History of broadband in West Virginia, next steps planned for $1.2 billion in broadband funding

$1.2 billion in funding was granted through the Bipartisan Infrastructure Law’s Broadband Equity, Access, and Deployment program. The National Telecommunications and Information Administration administers the program, and it was established by a provision authored by Senator Joe Manchin.

The state will now submit a plan for the funds, which the federal government must approve. The plan can be submitted as early as July 1.

In a joint press call on Monday, Manchin and Commerce Secretary Gina Raimondo stressed that the broadband internet will be affordable.

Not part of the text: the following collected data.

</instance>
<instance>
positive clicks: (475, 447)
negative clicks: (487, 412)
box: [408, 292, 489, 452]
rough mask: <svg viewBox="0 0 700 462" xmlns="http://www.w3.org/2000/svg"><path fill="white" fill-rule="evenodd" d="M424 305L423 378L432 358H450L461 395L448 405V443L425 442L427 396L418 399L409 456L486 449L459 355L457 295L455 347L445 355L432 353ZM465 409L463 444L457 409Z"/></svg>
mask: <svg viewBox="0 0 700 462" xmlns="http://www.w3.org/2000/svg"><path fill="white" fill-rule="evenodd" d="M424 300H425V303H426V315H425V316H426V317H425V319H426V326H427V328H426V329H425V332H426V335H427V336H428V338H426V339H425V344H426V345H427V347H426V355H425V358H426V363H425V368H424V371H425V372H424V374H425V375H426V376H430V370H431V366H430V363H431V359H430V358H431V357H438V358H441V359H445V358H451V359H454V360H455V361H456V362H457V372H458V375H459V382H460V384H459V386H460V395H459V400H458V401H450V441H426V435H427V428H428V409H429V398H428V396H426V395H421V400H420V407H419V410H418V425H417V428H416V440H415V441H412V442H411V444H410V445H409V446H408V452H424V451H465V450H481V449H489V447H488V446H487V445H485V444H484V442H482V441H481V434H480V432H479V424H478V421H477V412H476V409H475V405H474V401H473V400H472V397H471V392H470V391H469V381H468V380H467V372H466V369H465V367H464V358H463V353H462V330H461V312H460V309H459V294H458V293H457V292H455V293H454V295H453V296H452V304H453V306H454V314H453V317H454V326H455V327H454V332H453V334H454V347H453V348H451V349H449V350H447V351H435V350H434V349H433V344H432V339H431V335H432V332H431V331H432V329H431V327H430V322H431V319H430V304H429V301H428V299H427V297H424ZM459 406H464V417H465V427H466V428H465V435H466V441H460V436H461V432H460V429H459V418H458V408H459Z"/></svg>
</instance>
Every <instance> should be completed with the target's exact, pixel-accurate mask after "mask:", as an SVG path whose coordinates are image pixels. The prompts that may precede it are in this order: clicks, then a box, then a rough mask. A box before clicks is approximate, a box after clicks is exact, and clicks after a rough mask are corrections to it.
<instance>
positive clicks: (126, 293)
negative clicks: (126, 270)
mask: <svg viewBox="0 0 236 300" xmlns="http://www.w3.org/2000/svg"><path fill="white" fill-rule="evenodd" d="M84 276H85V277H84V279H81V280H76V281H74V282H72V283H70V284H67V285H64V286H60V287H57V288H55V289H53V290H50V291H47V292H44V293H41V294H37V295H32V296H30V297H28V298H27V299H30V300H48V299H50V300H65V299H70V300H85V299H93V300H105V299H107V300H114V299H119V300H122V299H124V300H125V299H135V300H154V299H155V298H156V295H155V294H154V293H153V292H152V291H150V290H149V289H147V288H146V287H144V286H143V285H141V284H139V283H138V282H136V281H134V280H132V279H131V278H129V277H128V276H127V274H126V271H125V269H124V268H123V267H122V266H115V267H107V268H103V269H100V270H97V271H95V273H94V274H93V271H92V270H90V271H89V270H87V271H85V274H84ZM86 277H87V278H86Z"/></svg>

“At the end of the day, we’re not going to approve these plans unless we’re convinced that it’s affordable as well as accessible,” Raimondo said.

Manchin agreed.

“There’s no reason on earth why anyone should be paying these extraordinary prices or getting gouged whatsoever. And if that happens, we’re going to see it on the front end. And if not, we’ll catch it on the back end. They’re not going to be paying exorbitant prices at all,” he said.

The funding comes after years of work to accurately assess the need for broadband expansion in the state. An updated FCC map released in May showed 86,000 new, underserved locations in the state. 

The new funds were granted thanks in part to the updates to the FCC map that shows broadband connectivity. The updated map showed that only Alaska has worse internet connectivity than West Virginia does.

All told, there are approximately 300,000 West Virginians who do not have sufficient broadband coverage. According to Raimondo, these funds will impact every single one of those people.

Manchin compared broadband expansion to the expansion of access to electricity in rural areas a century ago.

“I look back in history on things that changed people’s lives. I heard my grandparents talk about the rural electrification back in the thirties after Roosevelt got elected. We only had maybe ten or 15% of West Virginia with electricity because we were so rural,” Manchin said. “With that rural electrification, it changed people’s lives. It really did. The same thing is going to happen with this. And that’s what we fought so hard.”

It has been a seven-year process for Manchin’s office.

“We started working in October of 2016. I took then-Chairman Tom Wheeler of the FCC. Tom was telling me that 99% year of the state has coverage,” Manchin said. “I said, those aren’t accurate. And I said, ‘Why don’t you come and visit me in Pocahontas County or come over into the mountains of West Virginia?’ So we were over there one day and we were at a vocational school. And I said, Tom, why don’t you call your secretary back home, see if you have any messages and you can use any service you want. He tried all different phones and couldn’t get out.”

From there, Manchin’s office asked people across the state to submit speed tests, as a way to show that the current FCC map was not accurate. According to his office, more than 2,400 people responded.

Now, almost seven years later, Manchin feels that the work has begun paying off.

“It’s come to fruition, full fruition now. The maps being accurate, you all enforcing the maps, making sure that we got them out. And now we’re able to come back home to West Virginia and say we will now be able to compete anywhere in West Virginia with anybody in the world.”

Senator Shelley Moore Capito also released a statement regarding the broadband funding, calling it a “major breakthrough.”

“This funding, which is the largest amount of broadband funding awarded to the state to date, will assist in our efforts to provide communities with the resources they need to improve connectivity overall. We are on the cusp of a major breakthrough – one that I am committed to seeing though,” Capito said.